Iconic Jay Cooke Swinging Bridge Open for Visitors
Posted at: 11/01/2013 5:23 PM
| Updated at: 11/01/2013 6:13 PM
By: Alan Hoglund
Sixteen months after flooding destroyed Jay Cooke State Park's Swinging Bridge, it's open to visitors. It's the fifth version of the bridge which has spanned the St. Louis River for about 90 years.
A swelled river in June of 2012 left much of the bridge a mangled mess. Park Manager Gary Hoeft said "we came in the morning and there was a kind of tear jerking sight."
But a bridge ribbon cutting Friday morning marks a new beginning.
A group of kids were the first to cross because, according to the DNR, they may have the chance to bring their kids across the bridge someday.
Hoeft told a crowd of dozens in a news conference “we're just terribly excited to have this reopen to the public."
At more than 200 feet long, the span recreates the appeal of the bridge’s past, according to the Minnesota DNR. It features cedar log handrails and stonework on support pillars matching that of 1934.
"To match some of their old work was difficult," John Talarico said. He had planned to retire from his masonry job at Stretar Masonry before learning his company was doing the bridge repair work.

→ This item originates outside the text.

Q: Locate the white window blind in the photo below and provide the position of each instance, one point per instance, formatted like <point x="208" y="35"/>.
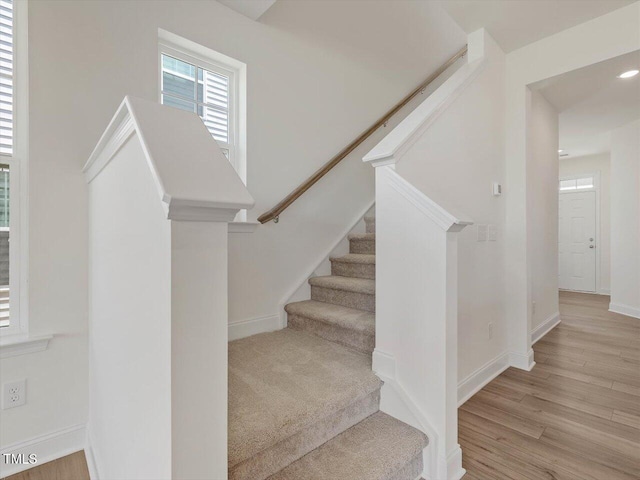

He told Eyewitness News he put it off so he could take part in the project. "I thought ‘boy I'd really like to be part of that,’ and especially since Stretar had the job," Talarico said.
The 61-year-old said seeing the bridge finished puts a lump in his throat.
"I think the span makes our work look even better," he said.
The bridge does bounce, but not nearly as much as it did when the first version was built in the 1920s.
DNR Interpretive Naturalist Kris Hiller said, then, visitors couldn’t run or jump on the bridge, and a maximum of five people could be on the bridge at one time.
"A sign attached to that bridge warned our visitors," Hiller said in the news conference.
The DNR said flooding has damaged the bridge more than once. An informational pamphlet from the park says a flooding tore up the structure in 1939 and 1950.
So will the fifth bridge be the last?
We asked Talarico, and he laughed. “You expect me to answer that? You’ve got to ask God that one. I'd say 'not even God could destroy this,' that doesn't work!”